Un tassello fondamentale della manovra triennale è l’intervento sulle università, attraverso il quale si concede a queste ultime la facoltà di trasformarsi in fondazioni 

Nei giorni scorsi è stato lo stesso Giulio Tremonti a ribadirne la rilevanza ai vari intervistatori – vedi l’intervista al Foglio della scorsa settimana. Perché tanta enfasi? Per capire e apprezzare la portata di questa mossa, è necessaria una premessa iniziale. 

Alla base dell’investimento in educazione e ricerca c’è infatti un (ottimistico) assioma: più si investe sulla dotazione cognitiva di un individuo e meno questi avrà bisogno nel futuro di tutele assistenziali dirette ed indirette. Questa relazione inversa può essere ulteriormente precisata: se investo in capitale umano, dopo un certo tempo otterrò (i) incremento della produttività, (ii) crescita non inflazionistica e (iii) maggiore occupazione. 

Il triplice incremento sarà maggiore o minore in base alla forma del mercato: se liberalizzato, più che proporzionale, se chiuso e statalizzato, meno che proporzionale. Così stando le cose, è evidente che politica educativa, welfare e mercato sono strettamente connessi tra loro. 

Di qui la domanda cardinale: l’attuale impianto universitario di casa nostra è adeguato per munire gli i giovani di un autentico patrimonio cognitivo? La risposta che il nuovo governo offre a questo interrogativo è negativa. Il sistema universitario italiano appare arretrato rispetto a quello di altri Paesi. Si tratta di una arretratezza che spesso non deriva dalla qualità del personale docente, ma dalla pesantezza della macchina amministrativa, dalla sua autoreferenzialità, dalla scarsità di rapporto e sinergia con soggetti esterni. 
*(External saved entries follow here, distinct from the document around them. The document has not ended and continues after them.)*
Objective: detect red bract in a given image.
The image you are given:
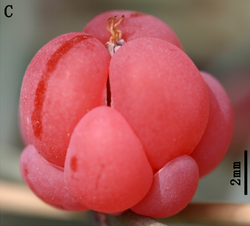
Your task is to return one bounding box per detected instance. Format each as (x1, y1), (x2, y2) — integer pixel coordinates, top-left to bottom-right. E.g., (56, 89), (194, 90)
(131, 155), (199, 218)
(190, 72), (234, 177)
(20, 145), (88, 211)
(20, 32), (110, 167)
(19, 10), (233, 217)
(109, 37), (209, 169)
(65, 106), (153, 213)
(83, 10), (183, 49)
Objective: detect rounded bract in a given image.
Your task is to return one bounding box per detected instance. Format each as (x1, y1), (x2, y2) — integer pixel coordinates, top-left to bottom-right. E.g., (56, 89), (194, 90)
(20, 145), (88, 211)
(19, 10), (233, 217)
(65, 106), (153, 213)
(191, 71), (234, 177)
(20, 32), (110, 167)
(131, 155), (199, 218)
(110, 37), (209, 169)
(83, 10), (183, 49)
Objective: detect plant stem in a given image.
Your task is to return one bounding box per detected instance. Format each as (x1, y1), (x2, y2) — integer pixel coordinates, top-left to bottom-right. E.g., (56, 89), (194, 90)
(106, 210), (167, 226)
(1, 181), (250, 225)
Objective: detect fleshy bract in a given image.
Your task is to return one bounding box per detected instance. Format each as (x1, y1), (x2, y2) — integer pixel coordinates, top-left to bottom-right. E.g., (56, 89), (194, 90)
(65, 106), (153, 213)
(20, 32), (110, 167)
(20, 145), (88, 211)
(110, 37), (209, 169)
(83, 10), (183, 49)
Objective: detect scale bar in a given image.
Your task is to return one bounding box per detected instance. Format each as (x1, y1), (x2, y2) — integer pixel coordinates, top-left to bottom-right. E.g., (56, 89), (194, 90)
(244, 150), (248, 195)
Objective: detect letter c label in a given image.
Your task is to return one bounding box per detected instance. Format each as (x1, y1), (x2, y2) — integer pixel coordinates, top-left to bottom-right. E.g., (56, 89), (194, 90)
(4, 5), (13, 18)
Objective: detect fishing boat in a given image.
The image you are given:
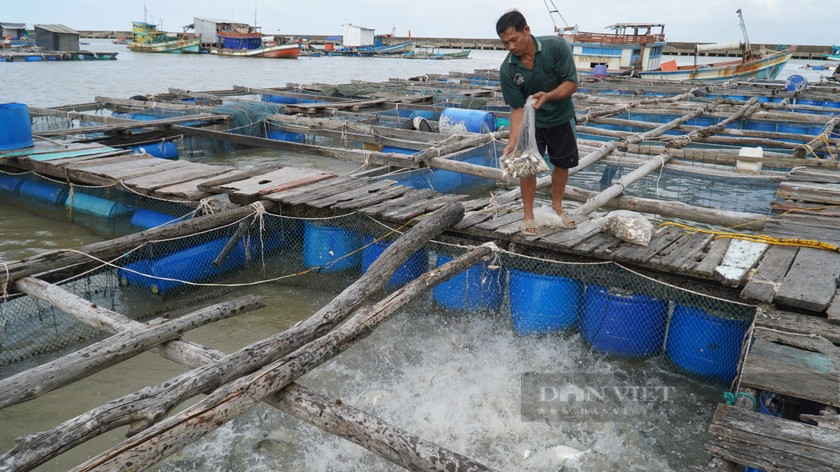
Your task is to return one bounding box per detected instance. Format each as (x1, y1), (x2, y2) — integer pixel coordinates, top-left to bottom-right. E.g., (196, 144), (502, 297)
(402, 47), (471, 60)
(127, 21), (200, 53)
(209, 22), (299, 59)
(327, 40), (416, 57)
(824, 45), (840, 62)
(546, 2), (791, 81)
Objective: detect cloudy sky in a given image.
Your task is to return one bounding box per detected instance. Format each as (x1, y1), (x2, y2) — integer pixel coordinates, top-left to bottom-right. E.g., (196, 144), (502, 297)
(5, 0), (836, 45)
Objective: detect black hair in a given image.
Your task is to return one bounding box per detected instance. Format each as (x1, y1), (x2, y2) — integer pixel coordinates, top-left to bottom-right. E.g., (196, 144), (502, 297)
(496, 9), (527, 36)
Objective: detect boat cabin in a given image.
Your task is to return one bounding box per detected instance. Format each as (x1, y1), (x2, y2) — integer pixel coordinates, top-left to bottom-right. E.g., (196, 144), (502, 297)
(559, 22), (666, 72)
(343, 24), (375, 47)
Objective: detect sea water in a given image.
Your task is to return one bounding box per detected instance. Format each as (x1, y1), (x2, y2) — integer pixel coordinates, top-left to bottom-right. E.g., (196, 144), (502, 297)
(0, 39), (826, 471)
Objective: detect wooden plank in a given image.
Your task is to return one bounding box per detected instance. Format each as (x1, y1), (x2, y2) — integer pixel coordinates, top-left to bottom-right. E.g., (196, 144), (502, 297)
(572, 232), (623, 257)
(275, 177), (369, 206)
(197, 165), (283, 192)
(454, 209), (501, 230)
(776, 181), (840, 205)
(775, 248), (840, 312)
(473, 210), (522, 232)
(55, 153), (153, 169)
(827, 289), (840, 323)
(739, 336), (840, 407)
(220, 168), (322, 196)
(259, 173), (337, 198)
(75, 158), (184, 180)
(332, 185), (410, 211)
(539, 218), (603, 248)
(693, 238), (732, 277)
(707, 404), (840, 472)
(611, 225), (684, 264)
(155, 168), (253, 200)
(788, 166), (840, 183)
(659, 232), (715, 270)
(306, 179), (394, 208)
(122, 163), (231, 190)
(740, 246), (799, 303)
(263, 175), (357, 203)
(361, 189), (437, 218)
(714, 239), (769, 288)
(755, 307), (840, 345)
(382, 194), (465, 221)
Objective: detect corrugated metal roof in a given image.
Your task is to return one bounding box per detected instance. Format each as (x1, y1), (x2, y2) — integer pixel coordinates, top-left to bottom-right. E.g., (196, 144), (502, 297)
(34, 24), (80, 34)
(0, 22), (27, 29)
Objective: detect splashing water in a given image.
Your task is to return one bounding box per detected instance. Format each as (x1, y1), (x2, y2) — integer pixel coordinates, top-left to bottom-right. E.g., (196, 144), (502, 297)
(154, 299), (722, 472)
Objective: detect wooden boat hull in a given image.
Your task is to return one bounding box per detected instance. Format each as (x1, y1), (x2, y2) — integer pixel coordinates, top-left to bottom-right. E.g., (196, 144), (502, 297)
(127, 38), (201, 54)
(209, 44), (300, 59)
(635, 50), (793, 81)
(327, 41), (416, 57)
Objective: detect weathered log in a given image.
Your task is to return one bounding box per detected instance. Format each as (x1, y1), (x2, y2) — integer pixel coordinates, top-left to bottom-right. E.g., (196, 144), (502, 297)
(411, 131), (509, 164)
(666, 98), (761, 149)
(2, 204), (468, 471)
(572, 152), (673, 216)
(623, 105), (710, 145)
(563, 185), (766, 230)
(70, 242), (497, 472)
(793, 117), (840, 159)
(273, 383), (496, 472)
(0, 292), (263, 408)
(1, 205), (257, 292)
(212, 216), (254, 267)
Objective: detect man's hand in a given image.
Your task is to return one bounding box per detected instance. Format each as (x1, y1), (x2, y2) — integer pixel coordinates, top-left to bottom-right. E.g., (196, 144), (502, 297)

La scelta di dare alle nostre università la facoltà (non l’obbligo, si noti bene) di trasformarsi in fondazioni consente l’introduzione di meccanismi che già esistono all’estero. La Wirtschaftswoche tedesca ha di recente encomiato la Goethe Universitaet di Francoforte per la sua abilità nel “dragare” fondi tra ex-allievi, imprese, banche, e così via. Poca cosa rispetto a quanto avviene già da tempo nel mondo anglosassone, dove spesso a essere finanziate dai mecenati di turno sono le singole cattedre (es.: cattedra Lehman Brothers per il private equity). 

I vantaggi nel rilancio della qualità della ricerca sarebbero indubbi. L’elasticità ed efficienza della gestione diventerebbe un risultato operativo immediato, visto che è proprio l’eccessivo peso burocratico ad ostacolare lo sviluppo della ricerca.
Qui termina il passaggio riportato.